Is there a way get the index data into my dump, so that I can restore an actually working database?
There is no way to include index data in a logical dump (pg_dump).
There's no way to extract index data from the SQL level, where pg_dump operates, nor any way to write it back. Indexes refer to the physical structure of the table (tuple IDs by page and offset) in a way that isn't preserved across a dump and reload anyway.
You can use a low-level disk copy using pg_basebackup if you want to copy the whole DB, indexes and all. Unlike a pg_dump you can't restore this to a different PostgreSQL version, you can't dump just one database, etc; it's all or nothing.

How can I backup everything in Postgres 8, including indexes?

When I make a backup in postgres 8 it only backs up the schemas and data, but not the indexes. How can i do this?
Sounds like you're making a backup using the pg_dump utility. That saves the information needed to recreate the database from scratch. You don't need to dump the information in the indexes for that to work. You have the schema, and the schema includes the index definitions.
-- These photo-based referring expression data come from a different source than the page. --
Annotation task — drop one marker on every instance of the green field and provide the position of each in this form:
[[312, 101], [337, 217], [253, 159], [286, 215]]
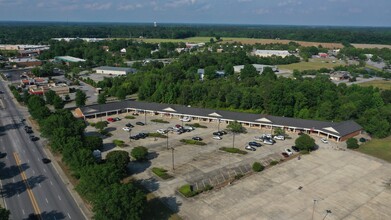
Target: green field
[[381, 84], [380, 148], [312, 64]]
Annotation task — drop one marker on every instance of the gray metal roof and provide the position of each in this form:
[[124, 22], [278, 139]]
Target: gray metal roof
[[336, 128]]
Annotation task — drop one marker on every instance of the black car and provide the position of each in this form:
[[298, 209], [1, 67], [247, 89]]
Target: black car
[[34, 138], [129, 125], [197, 138], [296, 149], [254, 144], [46, 160]]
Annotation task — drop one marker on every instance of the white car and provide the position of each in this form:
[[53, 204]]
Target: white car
[[185, 119], [288, 151], [279, 137], [161, 131]]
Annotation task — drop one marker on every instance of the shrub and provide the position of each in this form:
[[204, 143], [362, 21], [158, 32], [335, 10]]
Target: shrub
[[232, 150], [258, 167], [160, 121], [139, 153], [187, 191], [160, 172], [196, 125], [189, 141], [118, 143], [352, 143]]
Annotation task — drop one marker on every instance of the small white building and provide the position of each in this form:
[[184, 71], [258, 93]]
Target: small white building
[[114, 70], [258, 67], [269, 53]]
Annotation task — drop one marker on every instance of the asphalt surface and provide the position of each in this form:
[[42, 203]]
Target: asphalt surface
[[28, 185]]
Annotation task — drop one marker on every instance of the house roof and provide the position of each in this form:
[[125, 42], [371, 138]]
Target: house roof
[[336, 128]]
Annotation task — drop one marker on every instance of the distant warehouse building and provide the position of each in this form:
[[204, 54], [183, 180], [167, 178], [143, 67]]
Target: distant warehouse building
[[269, 53], [114, 70]]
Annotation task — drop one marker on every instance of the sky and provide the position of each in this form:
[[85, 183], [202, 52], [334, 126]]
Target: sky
[[262, 12]]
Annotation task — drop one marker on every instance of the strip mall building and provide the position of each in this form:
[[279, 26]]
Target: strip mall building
[[337, 131]]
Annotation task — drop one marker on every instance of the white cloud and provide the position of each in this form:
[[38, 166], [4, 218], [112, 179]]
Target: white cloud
[[98, 6]]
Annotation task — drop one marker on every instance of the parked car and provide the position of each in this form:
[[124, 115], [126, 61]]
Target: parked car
[[197, 138], [250, 148], [185, 119], [161, 131], [288, 151], [254, 144], [325, 141], [46, 160], [257, 138], [296, 149], [129, 125], [279, 137]]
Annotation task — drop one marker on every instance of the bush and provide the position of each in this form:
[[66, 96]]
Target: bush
[[160, 172], [189, 141], [232, 150], [160, 121], [118, 143], [196, 125], [187, 191], [139, 153], [352, 143], [258, 167]]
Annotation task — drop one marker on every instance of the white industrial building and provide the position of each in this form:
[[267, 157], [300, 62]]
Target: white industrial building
[[269, 53], [258, 67], [114, 70]]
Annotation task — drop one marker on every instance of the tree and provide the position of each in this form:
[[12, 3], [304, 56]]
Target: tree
[[119, 159], [139, 153], [80, 98], [352, 143], [119, 201], [50, 96], [102, 98], [305, 142], [4, 213], [58, 103], [235, 127]]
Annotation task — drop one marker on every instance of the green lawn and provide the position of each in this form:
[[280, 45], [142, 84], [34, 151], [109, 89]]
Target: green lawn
[[312, 64], [380, 148], [381, 84]]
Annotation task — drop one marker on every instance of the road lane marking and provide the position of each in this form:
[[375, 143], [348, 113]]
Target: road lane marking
[[37, 211]]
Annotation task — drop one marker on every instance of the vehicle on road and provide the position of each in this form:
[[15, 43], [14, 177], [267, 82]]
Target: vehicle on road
[[288, 151], [185, 119], [197, 138], [296, 149], [250, 148], [46, 160], [254, 144]]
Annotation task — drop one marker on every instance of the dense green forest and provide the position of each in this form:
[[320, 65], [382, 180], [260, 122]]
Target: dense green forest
[[41, 32]]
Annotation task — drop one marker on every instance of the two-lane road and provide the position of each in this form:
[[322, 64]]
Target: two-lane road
[[28, 185]]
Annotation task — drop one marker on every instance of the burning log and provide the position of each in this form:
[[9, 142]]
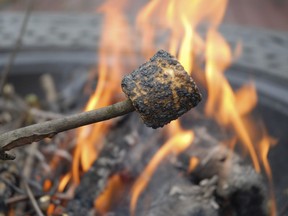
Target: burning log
[[160, 90], [222, 184]]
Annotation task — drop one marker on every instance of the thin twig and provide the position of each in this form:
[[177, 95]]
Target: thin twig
[[17, 46], [37, 132], [32, 198]]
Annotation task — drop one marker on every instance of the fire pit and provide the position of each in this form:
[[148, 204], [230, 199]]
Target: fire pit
[[202, 178]]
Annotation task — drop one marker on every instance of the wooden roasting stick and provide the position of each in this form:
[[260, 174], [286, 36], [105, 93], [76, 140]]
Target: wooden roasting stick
[[160, 90]]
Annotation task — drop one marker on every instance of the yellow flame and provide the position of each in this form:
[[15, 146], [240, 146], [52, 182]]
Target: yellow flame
[[175, 145], [264, 145], [221, 103], [114, 43], [194, 161]]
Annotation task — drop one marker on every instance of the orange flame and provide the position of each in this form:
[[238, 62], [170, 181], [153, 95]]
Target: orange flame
[[264, 145], [175, 145], [113, 44], [194, 161], [221, 103], [180, 20]]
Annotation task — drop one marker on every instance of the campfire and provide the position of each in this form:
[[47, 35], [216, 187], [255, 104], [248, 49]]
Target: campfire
[[212, 160]]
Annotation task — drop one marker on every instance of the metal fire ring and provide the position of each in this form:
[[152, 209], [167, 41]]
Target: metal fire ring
[[262, 50]]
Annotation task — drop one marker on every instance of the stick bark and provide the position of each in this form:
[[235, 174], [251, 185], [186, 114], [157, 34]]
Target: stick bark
[[37, 132]]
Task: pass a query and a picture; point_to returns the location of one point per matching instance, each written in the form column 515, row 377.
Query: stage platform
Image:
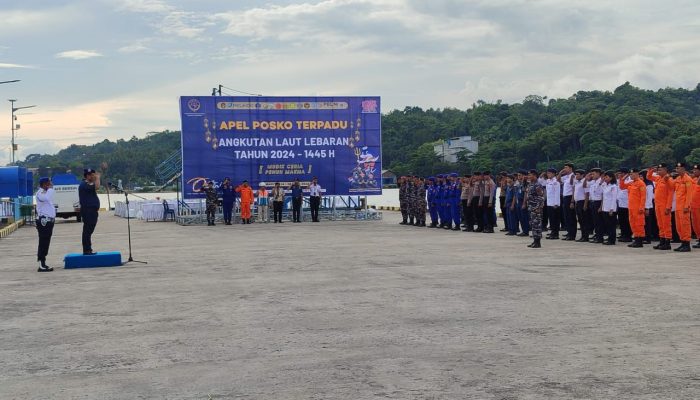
column 101, row 259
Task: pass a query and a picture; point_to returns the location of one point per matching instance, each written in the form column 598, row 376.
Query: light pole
column 15, row 127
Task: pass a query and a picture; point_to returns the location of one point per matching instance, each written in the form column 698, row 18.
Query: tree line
column 626, row 127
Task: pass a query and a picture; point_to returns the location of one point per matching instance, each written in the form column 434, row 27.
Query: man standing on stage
column 297, row 200
column 247, row 199
column 684, row 196
column 314, row 198
column 228, row 196
column 212, row 199
column 534, row 198
column 566, row 177
column 89, row 207
column 46, row 215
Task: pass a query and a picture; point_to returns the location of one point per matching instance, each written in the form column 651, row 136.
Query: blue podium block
column 101, row 259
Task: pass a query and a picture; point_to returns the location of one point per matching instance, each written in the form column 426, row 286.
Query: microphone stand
column 128, row 220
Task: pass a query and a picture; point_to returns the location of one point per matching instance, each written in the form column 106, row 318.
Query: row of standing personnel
column 635, row 200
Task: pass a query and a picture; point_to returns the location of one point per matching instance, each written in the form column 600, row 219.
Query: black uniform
column 89, row 207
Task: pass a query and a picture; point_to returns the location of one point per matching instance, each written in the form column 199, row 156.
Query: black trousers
column 504, row 210
column 488, row 216
column 569, row 216
column 610, row 225
column 596, row 219
column 476, row 216
column 623, row 218
column 296, row 209
column 584, row 220
column 314, row 204
column 466, row 210
column 89, row 217
column 553, row 215
column 45, row 233
column 277, row 210
column 651, row 226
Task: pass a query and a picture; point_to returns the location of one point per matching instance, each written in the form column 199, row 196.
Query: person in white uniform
column 46, row 216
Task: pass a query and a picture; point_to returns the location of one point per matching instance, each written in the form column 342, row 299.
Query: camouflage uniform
column 403, row 201
column 535, row 204
column 212, row 200
column 422, row 204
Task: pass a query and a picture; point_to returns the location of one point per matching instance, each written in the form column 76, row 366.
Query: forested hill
column 132, row 160
column 626, row 127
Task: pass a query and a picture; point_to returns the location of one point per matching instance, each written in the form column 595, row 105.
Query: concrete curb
column 6, row 231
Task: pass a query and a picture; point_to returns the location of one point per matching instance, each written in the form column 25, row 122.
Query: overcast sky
column 111, row 69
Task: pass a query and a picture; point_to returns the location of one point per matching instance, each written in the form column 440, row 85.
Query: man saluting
column 89, row 206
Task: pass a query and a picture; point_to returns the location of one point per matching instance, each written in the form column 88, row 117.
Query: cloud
column 145, row 6
column 78, row 54
column 11, row 65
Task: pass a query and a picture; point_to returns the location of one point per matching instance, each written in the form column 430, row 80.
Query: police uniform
column 432, row 206
column 523, row 214
column 476, row 217
column 455, row 209
column 211, row 202
column 580, row 200
column 403, row 200
column 422, row 203
column 535, row 205
column 228, row 196
column 46, row 215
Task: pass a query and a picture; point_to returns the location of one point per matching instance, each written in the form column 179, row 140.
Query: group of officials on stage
column 661, row 203
column 46, row 214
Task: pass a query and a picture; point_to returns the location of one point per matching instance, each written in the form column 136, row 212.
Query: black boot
column 636, row 243
column 43, row 267
column 683, row 248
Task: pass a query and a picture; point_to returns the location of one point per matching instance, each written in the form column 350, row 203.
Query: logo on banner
column 193, row 105
column 369, row 106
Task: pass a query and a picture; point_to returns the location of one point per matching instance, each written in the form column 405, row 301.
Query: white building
column 447, row 149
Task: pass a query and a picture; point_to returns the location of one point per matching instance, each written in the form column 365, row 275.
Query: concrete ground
column 346, row 310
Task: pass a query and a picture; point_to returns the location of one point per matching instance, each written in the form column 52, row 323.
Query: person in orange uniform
column 637, row 192
column 247, row 199
column 684, row 196
column 695, row 205
column 663, row 198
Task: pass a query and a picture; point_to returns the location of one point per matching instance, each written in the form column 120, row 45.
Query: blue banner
column 278, row 139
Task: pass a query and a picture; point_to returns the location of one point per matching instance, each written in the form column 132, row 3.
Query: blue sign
column 279, row 139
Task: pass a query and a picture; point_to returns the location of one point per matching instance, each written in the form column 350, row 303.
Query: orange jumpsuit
column 663, row 200
column 246, row 200
column 684, row 196
column 637, row 192
column 695, row 209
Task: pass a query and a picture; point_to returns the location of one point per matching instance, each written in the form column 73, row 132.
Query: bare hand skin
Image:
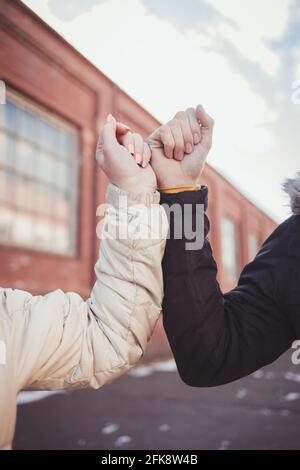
column 185, row 141
column 117, row 161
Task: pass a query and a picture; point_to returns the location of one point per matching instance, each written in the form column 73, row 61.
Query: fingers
column 194, row 125
column 107, row 142
column 146, row 155
column 167, row 140
column 186, row 131
column 122, row 129
column 207, row 125
column 175, row 128
column 138, row 144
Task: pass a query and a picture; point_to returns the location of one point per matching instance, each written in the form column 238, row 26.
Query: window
column 230, row 249
column 38, row 178
column 253, row 244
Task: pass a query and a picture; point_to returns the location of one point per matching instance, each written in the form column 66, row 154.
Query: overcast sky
column 240, row 59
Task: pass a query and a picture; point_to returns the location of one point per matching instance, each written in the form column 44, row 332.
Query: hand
column 185, row 141
column 118, row 163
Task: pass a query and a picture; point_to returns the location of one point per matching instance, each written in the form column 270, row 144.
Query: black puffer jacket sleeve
column 217, row 338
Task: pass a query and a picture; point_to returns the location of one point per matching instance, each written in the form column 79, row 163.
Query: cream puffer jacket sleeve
column 60, row 341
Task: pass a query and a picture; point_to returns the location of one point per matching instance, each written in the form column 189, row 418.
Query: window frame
column 72, row 159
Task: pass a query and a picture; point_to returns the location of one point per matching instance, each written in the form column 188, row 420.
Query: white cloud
column 257, row 22
column 167, row 69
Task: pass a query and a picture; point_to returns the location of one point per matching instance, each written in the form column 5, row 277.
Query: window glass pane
column 49, row 136
column 65, row 144
column 62, row 171
column 61, row 206
column 22, row 229
column 44, row 200
column 10, row 116
column 45, row 168
column 25, row 160
column 37, row 177
column 3, row 186
column 6, row 218
column 42, row 234
column 6, row 151
column 28, row 125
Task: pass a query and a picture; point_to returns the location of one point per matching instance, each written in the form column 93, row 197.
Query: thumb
column 122, row 129
column 109, row 139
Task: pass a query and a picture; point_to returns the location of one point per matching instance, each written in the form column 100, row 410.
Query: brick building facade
column 56, row 104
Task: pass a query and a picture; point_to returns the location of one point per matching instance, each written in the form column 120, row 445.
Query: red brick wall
column 41, row 65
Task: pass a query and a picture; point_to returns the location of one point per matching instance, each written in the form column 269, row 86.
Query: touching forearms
column 218, row 338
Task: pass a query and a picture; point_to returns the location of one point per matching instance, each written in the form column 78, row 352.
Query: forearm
column 127, row 296
column 217, row 338
column 67, row 342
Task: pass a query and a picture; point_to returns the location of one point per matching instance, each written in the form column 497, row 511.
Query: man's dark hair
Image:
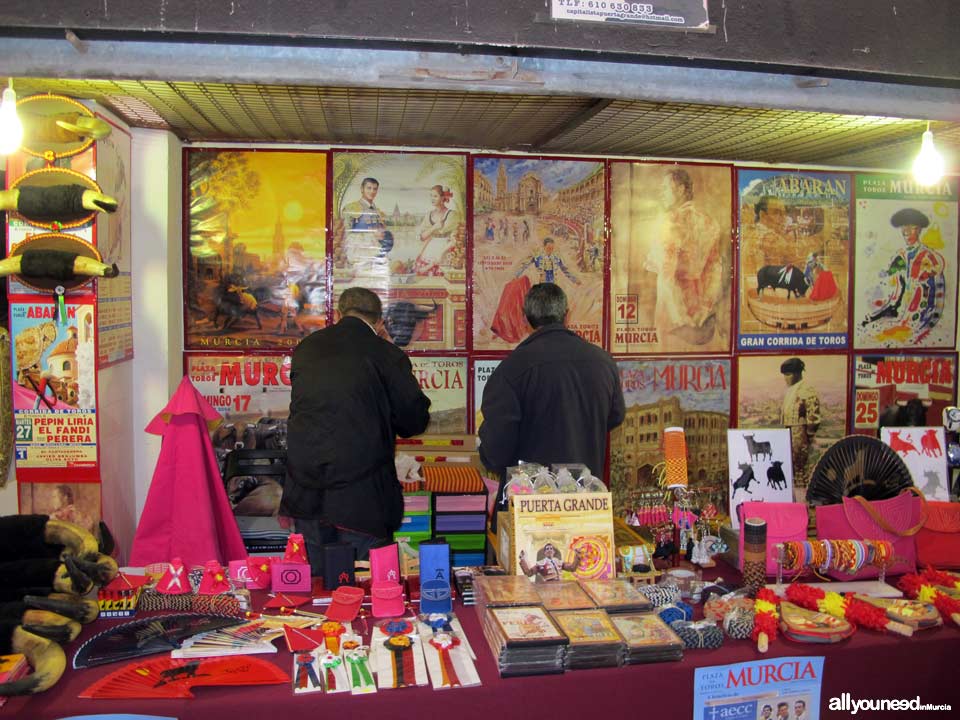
column 545, row 304
column 360, row 302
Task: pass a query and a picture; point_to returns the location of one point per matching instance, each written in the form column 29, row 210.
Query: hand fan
column 168, row 678
column 147, row 636
column 857, row 465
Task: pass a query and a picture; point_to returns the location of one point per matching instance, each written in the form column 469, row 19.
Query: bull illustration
column 786, row 277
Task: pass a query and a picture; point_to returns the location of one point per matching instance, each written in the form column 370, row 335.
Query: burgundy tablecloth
column 867, row 665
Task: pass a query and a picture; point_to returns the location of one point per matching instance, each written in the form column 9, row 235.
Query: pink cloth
column 187, row 513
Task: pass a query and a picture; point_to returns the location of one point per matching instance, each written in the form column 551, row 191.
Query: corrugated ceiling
column 221, row 112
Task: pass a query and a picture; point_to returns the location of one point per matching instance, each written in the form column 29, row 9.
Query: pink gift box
column 289, row 576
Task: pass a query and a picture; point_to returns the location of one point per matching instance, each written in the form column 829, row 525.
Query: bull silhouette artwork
column 775, row 477
column 756, row 448
column 402, row 318
column 786, row 277
column 746, row 477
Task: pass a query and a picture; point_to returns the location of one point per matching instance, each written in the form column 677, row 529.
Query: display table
column 868, row 665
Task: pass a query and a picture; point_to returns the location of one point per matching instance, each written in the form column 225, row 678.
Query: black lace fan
column 857, row 465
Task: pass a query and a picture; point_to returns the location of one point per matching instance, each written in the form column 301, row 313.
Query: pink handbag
column 785, row 522
column 897, row 519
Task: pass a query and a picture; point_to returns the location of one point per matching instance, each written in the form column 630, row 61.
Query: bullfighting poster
column 901, row 390
column 535, row 220
column 255, row 275
column 670, row 258
column 906, row 269
column 805, row 394
column 115, row 295
column 693, row 393
column 252, row 392
column 761, row 468
column 400, row 229
column 54, row 388
column 482, row 370
column 444, row 381
column 794, row 260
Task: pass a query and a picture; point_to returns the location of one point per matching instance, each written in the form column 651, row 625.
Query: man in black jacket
column 353, row 393
column 553, row 399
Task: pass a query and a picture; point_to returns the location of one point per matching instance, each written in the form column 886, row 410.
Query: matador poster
column 906, row 269
column 444, row 381
column 901, row 390
column 692, row 393
column 806, row 394
column 535, row 220
column 670, row 257
column 399, row 229
column 255, row 275
column 794, row 260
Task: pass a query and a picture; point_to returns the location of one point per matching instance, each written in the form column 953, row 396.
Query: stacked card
column 563, row 595
column 616, row 596
column 648, row 638
column 525, row 640
column 594, row 641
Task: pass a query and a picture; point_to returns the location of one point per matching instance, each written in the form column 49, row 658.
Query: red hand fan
column 168, row 678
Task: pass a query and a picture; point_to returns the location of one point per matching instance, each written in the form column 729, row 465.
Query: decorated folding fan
column 857, row 465
column 147, row 636
column 169, row 678
column 804, row 625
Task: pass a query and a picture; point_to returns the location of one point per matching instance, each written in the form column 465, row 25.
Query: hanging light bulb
column 11, row 129
column 928, row 167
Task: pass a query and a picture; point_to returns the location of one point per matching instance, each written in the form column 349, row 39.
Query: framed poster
column 54, row 387
column 255, row 255
column 906, row 270
column 924, row 452
column 794, row 260
column 692, row 393
column 400, row 229
column 670, row 257
column 535, row 220
column 444, row 381
column 761, row 468
column 901, row 390
column 806, row 395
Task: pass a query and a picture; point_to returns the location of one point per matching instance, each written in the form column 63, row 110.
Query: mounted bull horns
column 55, row 265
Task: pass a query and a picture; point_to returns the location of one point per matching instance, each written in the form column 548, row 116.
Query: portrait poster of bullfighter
column 794, row 260
column 256, row 262
column 670, row 257
column 535, row 220
column 906, row 270
column 692, row 393
column 902, row 390
column 760, row 468
column 444, row 381
column 806, row 394
column 400, row 229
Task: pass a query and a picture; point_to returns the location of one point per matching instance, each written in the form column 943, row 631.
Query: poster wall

If you load this backup, the indexes will be rebuilt from the data, the same way they were created in the first place: built as new rows are added.
If you want to do a physical backup of the database blocks on disk, which will include the indexes, you need to do a PITR backup instead. That's a much more complicated procedure, but the resulting backup will be instantly usable. The pg_dump style backups can take quite some time to restore.
If I understand you correctly, you want a dump of the indexes as well as the original table data.
pg_dump will output CREATE INDEX statements at the end of the dump, which will recreate the indexes in the new database.
You can do a PITR backup as suggested by Greg Smith, or stop the database and just copy the binaries.